1 //===--- extra/modularize/ModularizeUtilities.cpp -------------------===//
2 //
3 //                     The LLVM Compiler Infrastructure
4 //
5 // This file is distributed under the University of Illinois Open Source
6 // License. See LICENSE.TXT for details.
7 //
8 //===----------------------------------------------------------------------===//
9 //
10 // This file implements a class for loading and validating a module map or
11 // header list by checking that all headers in the corresponding directories
12 // are accounted for.
13 //
14 //===----------------------------------------------------------------------===//
15 
16 #include "clang/Basic/SourceManager.h"
17 #include "clang/Driver/Options.h"
18 #include "clang/Frontend/CompilerInstance.h"
19 #include "clang/Frontend/FrontendActions.h"
20 #include "CoverageChecker.h"
21 #include "llvm/ADT/SmallString.h"
22 #include "llvm/Support/FileUtilities.h"
23 #include "llvm/Support/MemoryBuffer.h"
24 #include "llvm/Support/Path.h"
25 #include "llvm/Support/raw_ostream.h"
26 #include "ModularizeUtilities.h"
27 
28 using namespace clang;
29 using namespace llvm;
30 using namespace Modularize;
31 
32 // Subclass TargetOptions so we can construct it inline with
33 // the minimal option, the triple.
34 class ModuleMapTargetOptions : public clang::TargetOptions {
35 public:
36   ModuleMapTargetOptions() { Triple = llvm::sys::getDefaultTargetTriple(); }
37 };
38 
39 // ModularizeUtilities class implementation.
40 
41 // Constructor.
42 ModularizeUtilities::ModularizeUtilities(std::vector<std::string> &InputPaths,
43                                          llvm::StringRef Prefix)

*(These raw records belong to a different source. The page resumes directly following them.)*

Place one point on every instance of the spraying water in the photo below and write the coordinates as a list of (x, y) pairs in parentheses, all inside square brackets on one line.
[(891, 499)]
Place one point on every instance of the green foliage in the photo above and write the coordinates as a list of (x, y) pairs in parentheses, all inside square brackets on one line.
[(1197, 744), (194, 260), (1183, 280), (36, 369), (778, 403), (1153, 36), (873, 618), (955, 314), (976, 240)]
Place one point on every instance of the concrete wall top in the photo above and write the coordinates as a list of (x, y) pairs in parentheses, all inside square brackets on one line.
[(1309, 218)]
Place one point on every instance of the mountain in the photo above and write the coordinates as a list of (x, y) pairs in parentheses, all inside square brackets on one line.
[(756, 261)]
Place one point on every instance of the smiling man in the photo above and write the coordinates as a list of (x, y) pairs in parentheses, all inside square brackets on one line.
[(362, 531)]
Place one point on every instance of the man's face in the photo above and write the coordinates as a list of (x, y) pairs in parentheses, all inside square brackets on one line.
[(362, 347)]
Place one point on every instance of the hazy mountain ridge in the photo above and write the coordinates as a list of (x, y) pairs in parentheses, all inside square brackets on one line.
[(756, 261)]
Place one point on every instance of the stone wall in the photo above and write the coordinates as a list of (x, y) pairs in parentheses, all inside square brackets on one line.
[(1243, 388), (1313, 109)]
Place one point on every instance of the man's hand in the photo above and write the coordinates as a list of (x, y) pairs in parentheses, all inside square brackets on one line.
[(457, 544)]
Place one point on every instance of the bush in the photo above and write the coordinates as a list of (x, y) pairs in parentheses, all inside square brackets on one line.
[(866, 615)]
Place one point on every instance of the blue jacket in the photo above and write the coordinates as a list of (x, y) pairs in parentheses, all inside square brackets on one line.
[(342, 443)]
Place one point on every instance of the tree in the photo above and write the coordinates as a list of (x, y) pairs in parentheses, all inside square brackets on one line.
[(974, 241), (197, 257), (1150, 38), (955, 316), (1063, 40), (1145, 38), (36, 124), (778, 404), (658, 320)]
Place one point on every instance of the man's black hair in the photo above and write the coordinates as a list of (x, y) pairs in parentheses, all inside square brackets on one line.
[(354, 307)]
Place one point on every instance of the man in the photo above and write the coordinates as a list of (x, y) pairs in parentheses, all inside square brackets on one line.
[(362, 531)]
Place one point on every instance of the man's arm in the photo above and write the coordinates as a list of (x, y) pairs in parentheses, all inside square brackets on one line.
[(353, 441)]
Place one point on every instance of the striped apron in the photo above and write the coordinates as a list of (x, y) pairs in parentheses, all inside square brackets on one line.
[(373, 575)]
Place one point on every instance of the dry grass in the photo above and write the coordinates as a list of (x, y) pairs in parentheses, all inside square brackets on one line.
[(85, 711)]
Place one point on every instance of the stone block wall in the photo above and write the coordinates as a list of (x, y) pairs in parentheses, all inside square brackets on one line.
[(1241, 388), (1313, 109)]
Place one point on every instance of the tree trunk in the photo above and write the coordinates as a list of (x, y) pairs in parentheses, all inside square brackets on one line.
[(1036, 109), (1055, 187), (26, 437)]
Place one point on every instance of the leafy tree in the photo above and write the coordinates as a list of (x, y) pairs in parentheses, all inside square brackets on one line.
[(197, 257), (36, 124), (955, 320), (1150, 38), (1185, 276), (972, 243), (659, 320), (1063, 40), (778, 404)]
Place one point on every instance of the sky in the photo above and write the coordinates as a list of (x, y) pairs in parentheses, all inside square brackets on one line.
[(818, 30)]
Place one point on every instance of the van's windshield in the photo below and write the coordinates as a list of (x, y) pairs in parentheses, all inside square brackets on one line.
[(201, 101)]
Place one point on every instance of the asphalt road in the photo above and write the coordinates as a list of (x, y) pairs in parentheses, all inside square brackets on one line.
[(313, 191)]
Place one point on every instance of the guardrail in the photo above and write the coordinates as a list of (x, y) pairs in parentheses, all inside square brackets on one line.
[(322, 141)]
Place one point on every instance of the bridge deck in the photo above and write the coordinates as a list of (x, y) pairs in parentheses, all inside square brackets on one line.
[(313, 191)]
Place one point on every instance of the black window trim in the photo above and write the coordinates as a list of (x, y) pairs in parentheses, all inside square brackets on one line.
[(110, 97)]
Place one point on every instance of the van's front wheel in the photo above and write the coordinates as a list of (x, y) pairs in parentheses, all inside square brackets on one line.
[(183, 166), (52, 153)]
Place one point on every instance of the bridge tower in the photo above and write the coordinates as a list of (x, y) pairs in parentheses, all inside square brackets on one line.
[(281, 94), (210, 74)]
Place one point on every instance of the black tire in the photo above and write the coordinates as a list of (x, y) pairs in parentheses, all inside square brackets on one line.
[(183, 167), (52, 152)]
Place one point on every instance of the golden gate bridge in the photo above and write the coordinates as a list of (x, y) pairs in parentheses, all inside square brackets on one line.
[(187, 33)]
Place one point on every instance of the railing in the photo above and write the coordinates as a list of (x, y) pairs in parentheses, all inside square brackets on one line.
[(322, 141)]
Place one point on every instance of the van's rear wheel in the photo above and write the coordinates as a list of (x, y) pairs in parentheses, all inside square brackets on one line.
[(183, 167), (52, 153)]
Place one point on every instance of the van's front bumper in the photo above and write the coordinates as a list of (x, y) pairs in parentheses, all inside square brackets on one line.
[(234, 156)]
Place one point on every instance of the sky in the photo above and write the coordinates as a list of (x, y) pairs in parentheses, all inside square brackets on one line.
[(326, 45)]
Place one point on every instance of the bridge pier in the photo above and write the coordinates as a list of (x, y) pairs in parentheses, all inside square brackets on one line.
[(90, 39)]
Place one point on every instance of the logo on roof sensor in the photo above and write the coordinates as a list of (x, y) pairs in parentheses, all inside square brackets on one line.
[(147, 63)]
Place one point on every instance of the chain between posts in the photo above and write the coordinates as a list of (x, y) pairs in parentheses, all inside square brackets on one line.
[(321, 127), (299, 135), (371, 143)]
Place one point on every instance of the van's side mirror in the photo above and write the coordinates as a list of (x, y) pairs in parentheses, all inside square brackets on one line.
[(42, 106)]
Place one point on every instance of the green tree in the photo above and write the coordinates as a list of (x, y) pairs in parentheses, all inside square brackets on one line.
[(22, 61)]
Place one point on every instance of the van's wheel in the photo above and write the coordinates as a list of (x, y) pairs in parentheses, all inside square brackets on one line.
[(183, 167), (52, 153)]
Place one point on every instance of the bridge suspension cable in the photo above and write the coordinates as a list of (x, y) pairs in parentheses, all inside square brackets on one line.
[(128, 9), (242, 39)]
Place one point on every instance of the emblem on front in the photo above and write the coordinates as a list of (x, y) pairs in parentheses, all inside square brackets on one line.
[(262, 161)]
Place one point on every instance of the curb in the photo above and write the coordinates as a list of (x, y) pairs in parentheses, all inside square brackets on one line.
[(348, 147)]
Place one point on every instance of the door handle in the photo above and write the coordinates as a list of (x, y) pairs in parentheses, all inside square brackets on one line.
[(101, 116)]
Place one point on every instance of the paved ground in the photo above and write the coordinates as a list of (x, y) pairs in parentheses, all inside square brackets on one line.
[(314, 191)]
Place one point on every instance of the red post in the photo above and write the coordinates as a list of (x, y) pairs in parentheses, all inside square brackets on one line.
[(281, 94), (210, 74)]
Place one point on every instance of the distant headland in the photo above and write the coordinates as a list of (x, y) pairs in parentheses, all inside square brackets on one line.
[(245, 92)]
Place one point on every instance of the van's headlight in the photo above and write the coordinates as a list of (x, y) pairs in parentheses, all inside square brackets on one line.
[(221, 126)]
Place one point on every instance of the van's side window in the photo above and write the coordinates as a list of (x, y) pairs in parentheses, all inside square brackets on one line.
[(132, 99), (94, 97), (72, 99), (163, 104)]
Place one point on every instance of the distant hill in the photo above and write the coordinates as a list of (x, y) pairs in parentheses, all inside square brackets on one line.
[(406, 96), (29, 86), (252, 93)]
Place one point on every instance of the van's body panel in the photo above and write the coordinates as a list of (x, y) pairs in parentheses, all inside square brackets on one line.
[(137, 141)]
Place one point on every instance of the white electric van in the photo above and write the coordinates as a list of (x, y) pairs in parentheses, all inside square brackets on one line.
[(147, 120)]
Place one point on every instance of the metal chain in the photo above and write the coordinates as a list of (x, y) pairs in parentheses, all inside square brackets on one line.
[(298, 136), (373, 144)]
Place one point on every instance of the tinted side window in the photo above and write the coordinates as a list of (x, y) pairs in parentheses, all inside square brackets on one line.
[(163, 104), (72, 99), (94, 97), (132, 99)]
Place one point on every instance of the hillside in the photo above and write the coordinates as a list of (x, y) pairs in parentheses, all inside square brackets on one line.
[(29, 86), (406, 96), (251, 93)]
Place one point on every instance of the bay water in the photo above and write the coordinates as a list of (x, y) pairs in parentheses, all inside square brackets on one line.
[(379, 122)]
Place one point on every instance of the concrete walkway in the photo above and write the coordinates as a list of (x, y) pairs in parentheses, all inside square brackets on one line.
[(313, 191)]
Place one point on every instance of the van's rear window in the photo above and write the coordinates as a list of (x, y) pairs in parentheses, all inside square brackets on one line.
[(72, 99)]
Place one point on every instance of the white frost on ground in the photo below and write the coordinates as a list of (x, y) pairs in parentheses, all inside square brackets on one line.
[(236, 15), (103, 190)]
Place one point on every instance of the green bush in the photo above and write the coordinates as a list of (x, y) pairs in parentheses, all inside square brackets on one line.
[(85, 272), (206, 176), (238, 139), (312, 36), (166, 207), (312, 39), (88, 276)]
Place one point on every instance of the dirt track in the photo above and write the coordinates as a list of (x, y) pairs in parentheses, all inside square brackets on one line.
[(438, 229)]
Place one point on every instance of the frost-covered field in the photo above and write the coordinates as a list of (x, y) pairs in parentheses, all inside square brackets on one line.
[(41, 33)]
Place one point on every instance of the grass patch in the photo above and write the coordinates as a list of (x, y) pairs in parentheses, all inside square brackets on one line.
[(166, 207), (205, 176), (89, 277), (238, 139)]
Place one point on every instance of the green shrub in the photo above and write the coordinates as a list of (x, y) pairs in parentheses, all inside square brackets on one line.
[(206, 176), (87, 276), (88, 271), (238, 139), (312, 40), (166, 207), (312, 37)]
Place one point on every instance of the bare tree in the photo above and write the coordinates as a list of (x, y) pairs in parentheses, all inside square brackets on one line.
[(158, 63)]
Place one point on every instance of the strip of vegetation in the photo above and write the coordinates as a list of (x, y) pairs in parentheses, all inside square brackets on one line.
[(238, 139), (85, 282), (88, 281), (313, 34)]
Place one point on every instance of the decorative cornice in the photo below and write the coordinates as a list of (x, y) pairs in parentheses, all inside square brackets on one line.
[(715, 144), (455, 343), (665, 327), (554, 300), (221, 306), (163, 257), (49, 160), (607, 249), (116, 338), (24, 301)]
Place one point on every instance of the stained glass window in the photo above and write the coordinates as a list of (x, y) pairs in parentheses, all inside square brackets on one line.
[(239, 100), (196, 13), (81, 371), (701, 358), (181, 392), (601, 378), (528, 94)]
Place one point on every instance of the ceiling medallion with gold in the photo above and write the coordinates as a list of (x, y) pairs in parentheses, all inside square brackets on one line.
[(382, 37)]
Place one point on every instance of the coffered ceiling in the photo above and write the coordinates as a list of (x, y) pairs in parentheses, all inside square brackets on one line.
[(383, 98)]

44   : InputFilePaths(InputPaths),
45     HeaderPrefix(Prefix),
46     HasModuleMap(false),
47     // Init clang stuff needed for loading the module map and preprocessing.
48     LangOpts(new LangOptions()), DiagIDs(new DiagnosticIDs()),
49     DiagnosticOpts(new DiagnosticOptions()),
50     DC(llvm::errs(), DiagnosticOpts.get()),
51     Diagnostics(
52     new DiagnosticsEngine(DiagIDs, DiagnosticOpts.get(), &DC, false)),
53     TargetOpts(new ModuleMapTargetOptions()),
54     Target(TargetInfo::CreateTargetInfo(*Diagnostics, TargetOpts)),
55     FileMgr(new FileManager(FileSystemOpts)),
56     SourceMgr(new SourceManager(*Diagnostics, *FileMgr, false)),
57     HeaderSearchOpts(new HeaderSearchOptions()),
58     HeaderInfo(new HeaderSearch(HeaderSearchOpts, *SourceMgr, *Diagnostics,
59     *LangOpts, Target.get())) {
60 }
61 
62 // Create instance of ModularizeUtilities, to simplify setting up
63 // subordinate objects.
64 ModularizeUtilities *ModularizeUtilities::createModularizeUtilities(
65     std::vector<std::string> &InputPaths, llvm::StringRef Prefix) {
66 
67   return new ModularizeUtilities(InputPaths, Prefix);
68 }
69 
70 // Load all header lists and dependencies.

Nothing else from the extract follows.